Prior to using a quantitative structure activity relationship (QSAR) model for external predictions, its predictive power should be established and validated. In the absence of a true external data ...set, the best way to validate the predictive ability of a model is to perform its statistical external validation. In statistical external validation, the overall data set is divided into training and test sets.

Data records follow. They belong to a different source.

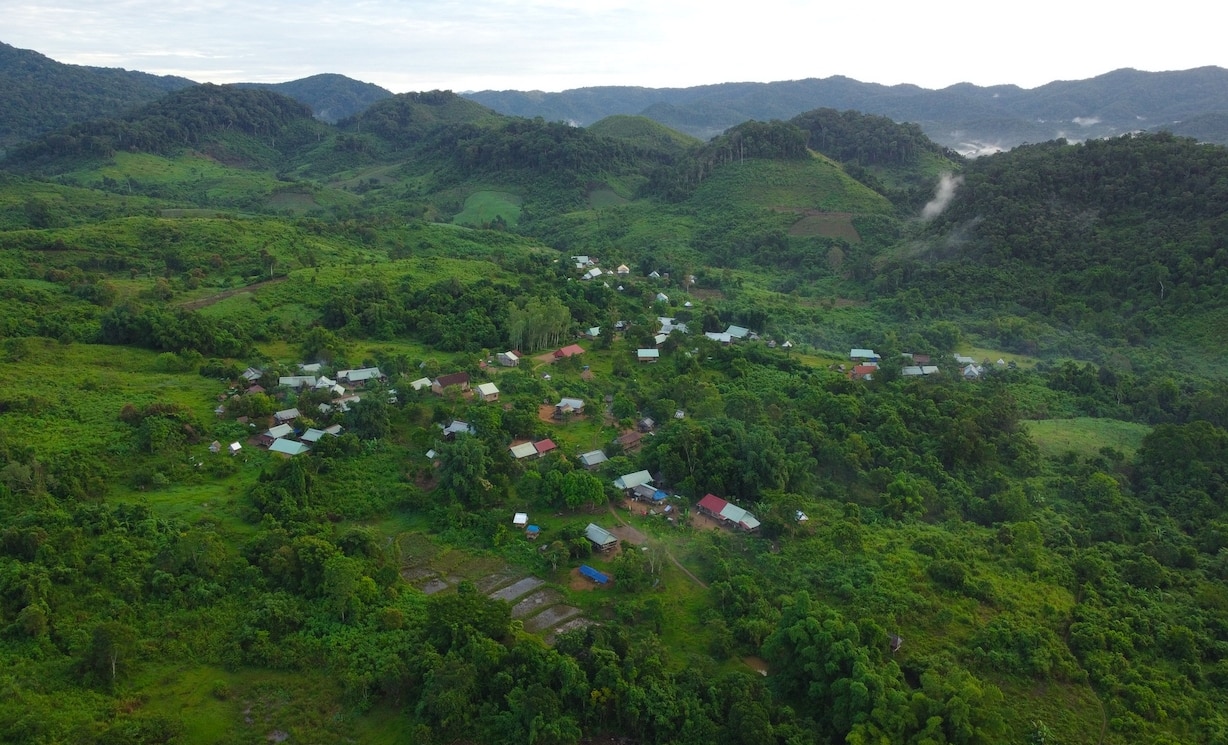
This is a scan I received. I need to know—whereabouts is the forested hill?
[0,42,195,152]
[7,83,326,168]
[238,74,392,124]
[878,134,1228,351]
[467,68,1228,153]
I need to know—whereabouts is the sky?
[0,0,1228,93]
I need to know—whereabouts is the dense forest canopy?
[0,65,1228,745]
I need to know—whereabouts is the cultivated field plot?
[788,212,861,243]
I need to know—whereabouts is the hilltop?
[0,55,1228,745]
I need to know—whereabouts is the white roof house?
[580,450,609,468]
[336,367,383,384]
[614,471,652,488]
[278,376,316,388]
[264,425,295,439]
[269,438,311,455]
[508,442,537,460]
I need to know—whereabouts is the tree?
[562,470,605,509]
[440,433,492,507]
[81,621,136,686]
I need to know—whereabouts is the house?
[580,563,610,584]
[580,450,609,469]
[278,376,316,390]
[696,493,759,533]
[257,425,295,447]
[507,442,537,460]
[657,315,688,334]
[631,484,669,504]
[614,471,652,491]
[585,523,618,551]
[431,373,469,395]
[614,430,643,453]
[440,419,478,439]
[336,367,384,387]
[849,365,878,380]
[554,399,585,419]
[269,437,311,458]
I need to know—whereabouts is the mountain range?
[0,43,1228,155]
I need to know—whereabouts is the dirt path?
[609,504,707,589]
[179,277,286,311]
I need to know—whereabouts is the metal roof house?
[585,523,618,551]
[614,470,652,490]
[580,450,609,469]
[269,438,311,457]
[508,442,537,460]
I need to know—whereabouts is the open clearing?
[1024,417,1151,458]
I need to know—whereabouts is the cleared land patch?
[452,191,521,227]
[781,209,861,243]
[1024,416,1151,458]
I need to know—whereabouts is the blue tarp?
[580,563,610,584]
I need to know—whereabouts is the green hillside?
[585,114,701,155]
[0,78,1228,745]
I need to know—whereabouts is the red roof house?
[699,495,729,518]
[554,344,585,360]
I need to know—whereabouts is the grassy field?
[693,156,892,215]
[452,191,521,227]
[1025,417,1151,458]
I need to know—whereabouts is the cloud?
[921,173,964,220]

Commonly, this splitting is performed using random division. Rational splitting methods can divide data sets into training and test sets in an intelligent fashion. The purpose of this study was to determine whether rational division methods lead to more predictive models compared to random division. A special data splitting procedure was used to facilitate the comparison between random and rational division methods. For each toxicity end point, the overall data set was divided into a modeling set (80% of the overall set) and an external evaluation set (20% of the overall set) using random division. The modeling set was then subdivided into a training set (80% of the modeling set) and a test set (20% of the modeling set) using rational division methods and by using random division. The Kennard-Stone, minimal test set dissimilarity, and sphere exclusion algorithms were used as the rational division methods. The hierarchical clustering, random forest, and k-nearest neighbor (kNN) methods were used to develop QSAR models based on the training sets. For kNN QSAR, multiple training and test sets were generated, and multiple QSAR models were built. The results of this study indicate that models based on rational division methods generate better statistical results for the test sets than models based on random division, but the predictive power of both types of models are comparable.